From Powells.com
Thomas Lynch would make a wonderful lunch companion. He's wise, playfully intelligent, and darkly humorous, the perfect person to converse with about life, family, morality, and faith. All over a good bottle of red. That he is both poet and undertaker would lend the discourse a more enigmatic and soulful tone, as well as a good dose of the pragmatism necessary for one in his profession. Lynch's The Undertaking, a National Book Award nominee and winner of the American Book Award in 1998, comprises a series of essays chronicling life as the local undertaker in the small Michigan town of Milford. Along with touching descriptions of Milford's inhabitants, domestic details and intimacies (from his broken marriage to his Uncle Eddie's suicide cleanup service) there are Lynch's quirky imaginings, such as his idea to create a "golfatorium" a combination golf course and cemetery. He followed in his father's footsteps professionally, and writes about the task of embalming him on his death. Suicide and Jack Kevorkian, infant death and car crashes, actuarial tables and the hundred percent guarantee that we're all going to kick it in the end, all appear in this memoir-meets-musings, with plenty of fascinating insider knowledge for a little spice. Lynch writes as much about poetry as he does about death, and yet the fundamental theme is life in all its grace and pain. After all, we are continually reminded in The Undertaking that "the dead don't care." Abigail, Powells.com
Synopses & Reviews
Thomas Lynch serves his readership as a poet and memoirist, and his townspeople as a funeral director.

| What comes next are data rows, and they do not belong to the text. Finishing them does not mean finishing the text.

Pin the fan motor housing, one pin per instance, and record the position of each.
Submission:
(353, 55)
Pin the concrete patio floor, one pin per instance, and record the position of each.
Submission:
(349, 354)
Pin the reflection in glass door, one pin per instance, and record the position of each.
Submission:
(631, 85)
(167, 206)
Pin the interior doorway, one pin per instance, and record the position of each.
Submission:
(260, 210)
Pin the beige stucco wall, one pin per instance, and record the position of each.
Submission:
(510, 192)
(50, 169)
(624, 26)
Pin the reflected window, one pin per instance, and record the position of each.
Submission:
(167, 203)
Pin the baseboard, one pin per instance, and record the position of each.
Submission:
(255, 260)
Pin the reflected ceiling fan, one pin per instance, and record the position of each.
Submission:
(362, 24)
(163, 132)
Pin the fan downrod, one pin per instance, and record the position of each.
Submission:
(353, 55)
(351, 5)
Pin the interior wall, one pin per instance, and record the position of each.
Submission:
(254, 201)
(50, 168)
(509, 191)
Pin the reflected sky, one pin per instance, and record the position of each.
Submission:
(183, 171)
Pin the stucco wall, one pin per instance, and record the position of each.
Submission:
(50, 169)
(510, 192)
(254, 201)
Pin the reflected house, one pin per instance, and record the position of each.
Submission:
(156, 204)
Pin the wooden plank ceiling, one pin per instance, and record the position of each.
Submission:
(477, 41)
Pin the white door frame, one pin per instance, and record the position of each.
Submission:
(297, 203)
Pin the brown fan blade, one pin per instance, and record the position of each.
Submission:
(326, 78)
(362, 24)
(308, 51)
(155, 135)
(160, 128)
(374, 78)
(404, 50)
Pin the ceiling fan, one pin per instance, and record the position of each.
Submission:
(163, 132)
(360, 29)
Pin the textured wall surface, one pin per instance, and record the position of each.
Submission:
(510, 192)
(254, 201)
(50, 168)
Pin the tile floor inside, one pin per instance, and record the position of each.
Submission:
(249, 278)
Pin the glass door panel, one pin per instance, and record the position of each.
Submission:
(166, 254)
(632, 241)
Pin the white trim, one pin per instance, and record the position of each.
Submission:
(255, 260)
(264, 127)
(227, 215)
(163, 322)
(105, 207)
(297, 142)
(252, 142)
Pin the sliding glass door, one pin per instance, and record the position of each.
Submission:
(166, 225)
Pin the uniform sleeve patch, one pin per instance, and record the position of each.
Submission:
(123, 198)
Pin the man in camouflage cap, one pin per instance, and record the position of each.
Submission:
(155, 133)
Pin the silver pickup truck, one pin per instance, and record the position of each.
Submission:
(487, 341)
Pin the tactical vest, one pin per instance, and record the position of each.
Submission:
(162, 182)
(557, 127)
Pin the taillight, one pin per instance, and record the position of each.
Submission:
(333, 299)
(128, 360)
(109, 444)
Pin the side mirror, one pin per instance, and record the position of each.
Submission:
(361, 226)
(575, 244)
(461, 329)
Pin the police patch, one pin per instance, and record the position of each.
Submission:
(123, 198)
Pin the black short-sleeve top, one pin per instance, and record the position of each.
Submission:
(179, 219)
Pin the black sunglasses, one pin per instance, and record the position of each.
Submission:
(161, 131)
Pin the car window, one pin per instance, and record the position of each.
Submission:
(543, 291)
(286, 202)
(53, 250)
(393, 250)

In this wholly unique collection of essays, the two vocations meet as Lynch shows himself to be a competent functionary of mourning -- dispensing comfort and homespun wisdom to the grief-stricken -- as well as a poet poignantly tuning language to the right tones of private release. He is also a man of sardonic wit, uncovering humor where we least thought to find it -- in our fear of and fascination with death. In its homages to parents who have died and to children who shouldn't have, its tales of golfers tripping over grave markers, portraits of gourmands and hypochondriacs, lovers and suicides, The Undertaking displays an impressively wide vocal range -- from solemn, nostalgic, and lyrical to acerbic, sprightly, and unflinchingly professional.